Nevertheless, Bosse’s illustration transgresses the laws of one-point, linear perspective, if only better to illustrate the overall parameters by means of which such laws operate. The resulting contradiction bears on the image’s claim to rational validity, since the demonstration of how perspective’s putative users relate to the geometrical properties of perspectival space produces a curious situation in which portions of that space are represented in such a way as to violate the coherence of perspective itself. In the case of Bosse’s meta-discursive image it is impossible to determine the point of view from which the image was made. Who is “speaking” and from “where” does this invisible subject of enunciation profess the present discourse on perspective? Such questions remain unaddressed. Nevertheless, these ambiguities are symptomatic of the failure that is constitutive of the demonstration of perspective as such, namely, the failure of fully encompassing the user of perspective as he or she fulfils the functional role the image assigns him/her.

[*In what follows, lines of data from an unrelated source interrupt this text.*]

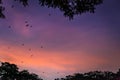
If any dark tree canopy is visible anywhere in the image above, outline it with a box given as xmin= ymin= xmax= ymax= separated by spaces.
xmin=0 ymin=62 xmax=43 ymax=80
xmin=0 ymin=0 xmax=103 ymax=19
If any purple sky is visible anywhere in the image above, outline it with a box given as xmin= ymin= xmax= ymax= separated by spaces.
xmin=0 ymin=0 xmax=120 ymax=79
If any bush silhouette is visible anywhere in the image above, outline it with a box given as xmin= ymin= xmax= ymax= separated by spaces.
xmin=0 ymin=62 xmax=43 ymax=80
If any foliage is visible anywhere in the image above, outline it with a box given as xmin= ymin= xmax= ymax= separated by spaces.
xmin=55 ymin=70 xmax=120 ymax=80
xmin=0 ymin=62 xmax=42 ymax=80
xmin=0 ymin=0 xmax=103 ymax=19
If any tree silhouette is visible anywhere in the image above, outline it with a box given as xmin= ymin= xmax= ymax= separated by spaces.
xmin=0 ymin=62 xmax=43 ymax=80
xmin=55 ymin=71 xmax=120 ymax=80
xmin=0 ymin=0 xmax=103 ymax=19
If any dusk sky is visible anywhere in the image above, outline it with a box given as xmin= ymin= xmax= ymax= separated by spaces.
xmin=0 ymin=0 xmax=120 ymax=80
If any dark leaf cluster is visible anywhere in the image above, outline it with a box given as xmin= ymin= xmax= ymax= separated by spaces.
xmin=0 ymin=62 xmax=42 ymax=80
xmin=0 ymin=0 xmax=103 ymax=19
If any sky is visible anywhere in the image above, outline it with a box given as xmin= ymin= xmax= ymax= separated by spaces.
xmin=0 ymin=0 xmax=120 ymax=80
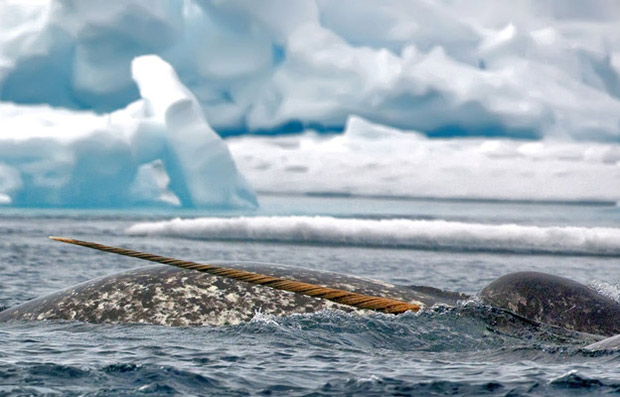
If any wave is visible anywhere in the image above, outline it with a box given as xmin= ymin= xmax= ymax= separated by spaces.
xmin=127 ymin=216 xmax=620 ymax=256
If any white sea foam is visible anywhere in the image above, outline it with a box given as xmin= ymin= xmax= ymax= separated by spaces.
xmin=127 ymin=216 xmax=620 ymax=256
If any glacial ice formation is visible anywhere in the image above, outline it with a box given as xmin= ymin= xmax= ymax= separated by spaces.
xmin=0 ymin=0 xmax=620 ymax=142
xmin=0 ymin=0 xmax=620 ymax=207
xmin=0 ymin=56 xmax=256 ymax=207
xmin=227 ymin=116 xmax=620 ymax=203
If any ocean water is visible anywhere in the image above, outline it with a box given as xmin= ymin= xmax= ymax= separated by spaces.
xmin=0 ymin=196 xmax=620 ymax=396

Bosse seems to have struggled with these issues, for in a later re-working of his method in the self-published volume Traité des pratiques géométrales et perspectives (Paris, 1665) he reconsidered this illustration by translating it into a three-dimensional object (fig. 4). As such, the demonstration of perspective shifts as it oversteps its previous, merely pictorial bounds and embraces the wider context of the book page itself. In this new pedagogical instrument (which recalls an earlier device Salomon de Caus designed in another context[20]), the reader is asked to lift a small tableau bearing a perspectival representation of a portion of the ground plan/book page onto which the picture itself has been glued, and to place it vertically, that is, parallel to the cutout of the protagonist who is also to be set into vertical position.

Figure 4

Abraham Bosse, Traité des pratiques géométrales et perspectives enseignées dans l’Academie royale de la peinture et sculpture, Paris, Chez l’auteur, 1665 (plate 50). Collection Centre Canadien d’Architecture/Canadian Centre for Architecture, Montréal. Photograph by Eduardo Ralickas.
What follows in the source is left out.